Mathematically speaking, we usually say that something provides no new information, if it appears random, or more precisely - if it is uniformly distributed over some appropriately chosen domain. Without getting into the exact definition, this means that to make something ZK, we mix it with randomness. So here's how we do it here.
  1. Instead of $m$ as it was given to us, we flip a coin. If it shows heads, we leave $m$ as it is, if it shows tails, we multiply all of $m$'s elements by $-1$. Note that since its elmenets were initially $-1$ and $1$, and its dot product with $l$ was 0, this does not change its dot product with $l$ at all.
  2. We choose a random number $r$ and add it to all the elements of $p$. This does not effect the second property of $p$, but it changes the first property such that the first and last elements of $p$ now may not be zero. However, they must still be identical to one another.

Now suppose that before each query - we recompute this randomness (i.e. - flip the coin and change $m$, and choose a random number $r$ and add it to the elements of $p$).

If we choose $r$ carefully, then indeed, every two consecutive elements of $p$ will differ (in absolute value) by the corresponding element in $l$ but look otherwise random. 

So, here's the first piece of code we'll need, something that takes a problem (i.e. $l$) and a satisfying assignment (i.e. $m$) and constructs a witness (i.e. $p$) that will attest to the satisfiability of the problem instance:

import random

def get_witness(problem, assignment):
    Given an instance of a partition problem via a list of numbers (the problem) and a list of
    (-1, 1), we say that the assignment satisfies the problem if their dot product is 0.
    sum = 0
    mx = 0    
    side_obfuscator = 1 - 2 * random.randint(0, 1)
    witness = [sum]
    assert len(problem) == len(assignment)
    for num, side in zip(problem, assignment):
        assert side == 1 or side == -1
        sum += side * num * side_obfuscator
        witness += [sum]
        mx = max(mx, num)
    # make sure that it is a satisfying assignment
    assert sum == 0
    shift = random.randint(0, mx)
    witness = [x + shift for x in witness]
    return witness

This post didn't have nearly enough images as a blog post should have. Her'e one to make up for it:


  1. Would be nice if the formulas were replaced with readable text for lay readers. I see a lot of dollar symbols for example

    1. Hi Elie,
      There was an issue with the mobile theme of the blog. It should be fixed now. Thanks for pointing it out.

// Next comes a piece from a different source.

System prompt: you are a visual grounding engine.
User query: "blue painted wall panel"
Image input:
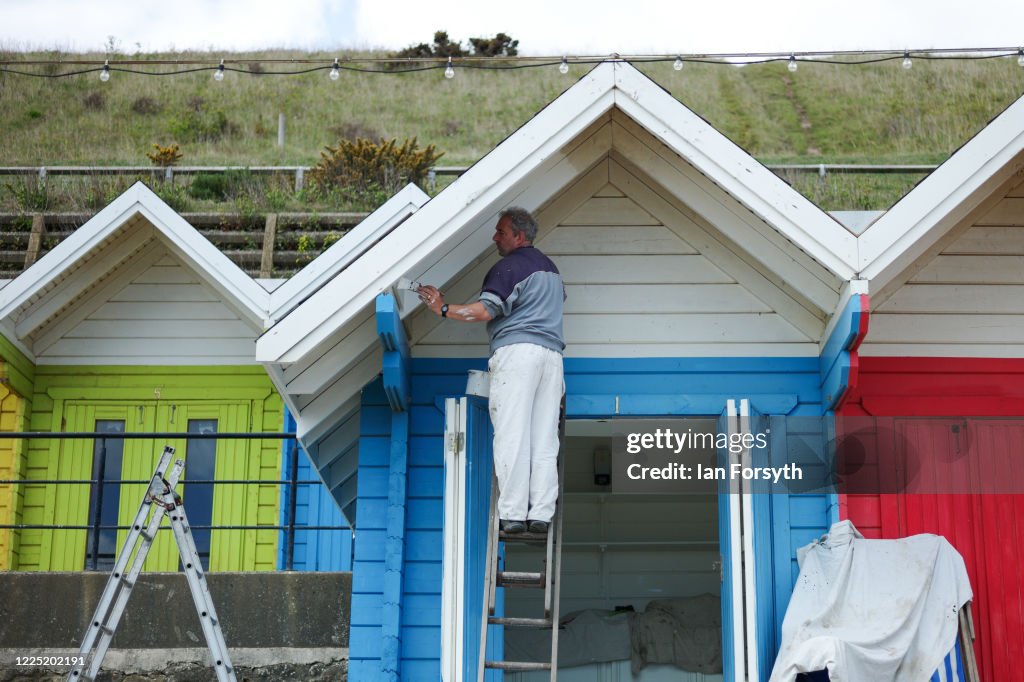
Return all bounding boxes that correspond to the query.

  2. I understood that m is not revealed to the verifier. I'm trying to understand what get_witness is. Is it the 'internal function' of the prover to compute its 'proof' ( witness )? It's also not clear but is it assumed that the actual computation to find m (a partition) is not the job of the prover itself?

  3. Typically, the statement we're trying to prove is that we know something that is computationally hard. In this case - a satisfying assignment to a subset sum instance. So to answer your question - get_witness produces a special witness, given a satisfying assignment.
    In other words - if you think about a satisfying assignment as a full-knowledge proof (since revealing it will prove the satisfiability), then get_witness does the first step in turning it into a zero-knowledge proof, by making it locally testable in zero knowledge.

  4. Why is the first element of p zero? I don't get it from your formula

    1. Informally - p is a vector of partial sums of (the dot product). In partial sums, the first element is 0, the second is the summation of the first element (in this case l[0]*m[0]) and so on.

      Formally - the formula defines the value of p[i] by summation over k that is at least zero and is strictly less than i. When i = 0 there is no such k, therefore p[0] = 0.

  5. Does the prover needs to recompute witness for every query and returns a pair of random value?